Even as the tax code change goes into effect, COMMERCE and the legislature are negotiating an economic stimulus package that could include stage funding of seed-state tech start-ups.
“I am enthusiastic about the State’s forthcoming initiatives in tech-transfer and seed funding,” said Brostrom of Techstar. “We will create a lot more pulling of key research technologies into spinouts. Each year, the top states are spinning out over 3.5 new businesses for every $100 million in research. I’d like to see resources dedicated to bettering these metrics in our local tech-transfer organizations.”
“I think we are making progress on a variety of fronts,” said Tom Still, president of the Wisconsin Technology Council. “We are finally getting our arms around the issue of capital formation. A little while ago, many of our business leaders couldn’t describe venture capital as a concept. Now, they are debating what plan is better.”

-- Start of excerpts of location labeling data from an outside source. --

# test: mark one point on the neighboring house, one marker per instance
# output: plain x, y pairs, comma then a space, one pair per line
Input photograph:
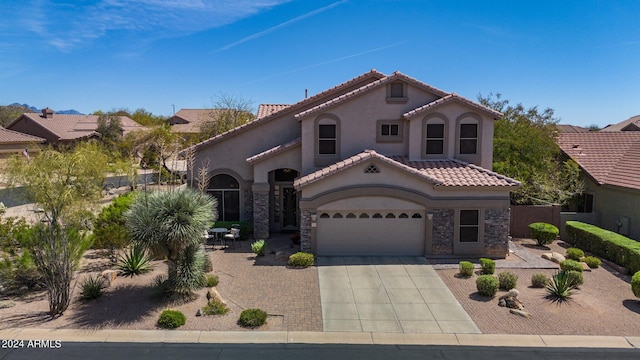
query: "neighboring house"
378, 165
610, 162
13, 142
64, 128
631, 124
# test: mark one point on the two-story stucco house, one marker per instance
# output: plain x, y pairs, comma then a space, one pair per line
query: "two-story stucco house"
378, 165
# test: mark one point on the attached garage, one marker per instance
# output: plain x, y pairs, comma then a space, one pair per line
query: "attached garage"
397, 229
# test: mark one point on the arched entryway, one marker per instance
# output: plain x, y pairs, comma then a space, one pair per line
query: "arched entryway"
226, 189
283, 201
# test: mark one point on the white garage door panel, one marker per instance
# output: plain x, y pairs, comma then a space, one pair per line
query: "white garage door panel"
370, 236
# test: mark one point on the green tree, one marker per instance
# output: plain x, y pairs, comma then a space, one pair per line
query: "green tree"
228, 112
171, 224
525, 149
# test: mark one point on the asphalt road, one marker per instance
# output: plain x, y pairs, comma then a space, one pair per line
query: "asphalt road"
158, 351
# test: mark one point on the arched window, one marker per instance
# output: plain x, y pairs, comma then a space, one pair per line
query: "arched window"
226, 190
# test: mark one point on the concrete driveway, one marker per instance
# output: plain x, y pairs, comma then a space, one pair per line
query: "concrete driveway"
388, 294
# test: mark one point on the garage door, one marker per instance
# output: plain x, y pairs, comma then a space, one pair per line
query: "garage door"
348, 232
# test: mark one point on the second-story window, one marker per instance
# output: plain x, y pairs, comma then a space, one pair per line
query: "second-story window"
468, 138
435, 139
327, 139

Hozeny said COMMERCE efforts could also impact the 2004 report card.
“At the DOC, we have launched the Bureau of Entrepreneurship,” Hozeny said. “Part of its mission will be to conduct business outreach to emerging tech companies. These are efforts that show an understanding – along with the Techstar Init – as indicators that we know we need to do a better job encouraging entrepreneurialism.”
Below are the Rankings: (All definitions and meaures can be found at 2003 Development Report Card for the States
The Development Report Card’s three-index framework stems from research about the dynamics of development and economic growth in today’s economy. The framework and measures were reviewed by technical advisors including economic experts and representatives from business, labor, government, and community development organizations. CFED also draws upon its own hands-on experience in technical assistance and strategic policy design.
The DRC weighs all measures equally in the calculation of each individual subindex. Similarly, subindexes are weighted equally in the compilation of each of the three indexes. However, it is important to note that because each subindex is composed of a different number of measures, individual measures do not affect major indexes equally.
How Grades Are Calculated
Raw data are collected for 68 measures.
Each state is individually ranked in every measure based upon the raw data obtained. The best score is “1”; the worst score is “50.”
To calculate subindex scores, the relevant measure rankings for each state are added together. Subindex scores are ranked from “1” to “50”—best to worst.
To calculate index scores, the relevant subindex rankings for each state are added together. Index scores are ranked from “1” to “50”—best to worst.
States that rank from 1-10 earn As. States that rank from 11-20 earn Bs. States that rank from 21-35 earn Cs. States that rank from 36-45 earn Ds. And states that rank from 46-50 earn Fs.
When a tie occurs, each state receives the same rank and the next best performing state is ranked as if the tie had not occurred. For example, if two states have the best score, each receives a “1” ranking and the next state is ranked “3.”